John Lennon returned his MBE to the Queen on this day, as an act of protest against the Vietnam war.
Lennon’s chauffeur Les Anthony returned the insignia of the award to Buckinham Palace in the morning, also delivering handwritten letters to the Queen, prime minister Harold Wilson, and the secretary of the Central Chancery, explaining his actions.
The letters were written on notepaper headed Bag Productions, the company Lennon had recently set up with Yoko Ono.
I am returning my MBE as a protest against Britain’s involvement in the Nigeria-Biafra thing, against our support of America in Vietnam and against ‘Cold Turkey’ slipping down the charts.
With love. John Lennon of Bag
The action was predictably seized on by the media. Lennon gave an interview to David Bellan of BBC Radio Four in which he explained that he had been “mulling it over” for the past two years, and that the My Lai massacre carried out by the US Army in March 1968 had contributed to his decision.
He also said he had not consulted the other Beatles before returning his MBE, and that he had only accepted it after being persuaded by Brian Epstein. Lennon also held a press conference in the afternoon at Apple, and filmed an interview for Reuters.
The Beatles had each been awarded the Member of the Order of the British Empire in the Queen’s 1965 birthday honours.

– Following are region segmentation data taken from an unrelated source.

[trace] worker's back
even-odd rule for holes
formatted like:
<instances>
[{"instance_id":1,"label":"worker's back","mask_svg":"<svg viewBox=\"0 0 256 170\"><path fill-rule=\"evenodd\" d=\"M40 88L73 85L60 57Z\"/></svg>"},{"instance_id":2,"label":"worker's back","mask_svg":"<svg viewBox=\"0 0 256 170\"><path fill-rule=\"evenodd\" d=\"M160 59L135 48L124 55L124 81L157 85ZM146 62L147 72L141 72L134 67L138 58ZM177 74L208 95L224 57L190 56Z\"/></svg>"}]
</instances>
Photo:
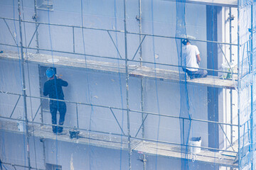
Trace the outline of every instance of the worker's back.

The news was announced on 11 June that year, and the group received the awards at the palace on 26 October.
Lennon’s MBE insignia was rediscovered in a royal vault in January 2009, 40 years after it was returned. It was found at the Central Chancery of the Orders of Knighthood at St James’s Palace, where it had been kept from its day of return. It was still in its original presentation case alongside Lennon’s letter to the Queen.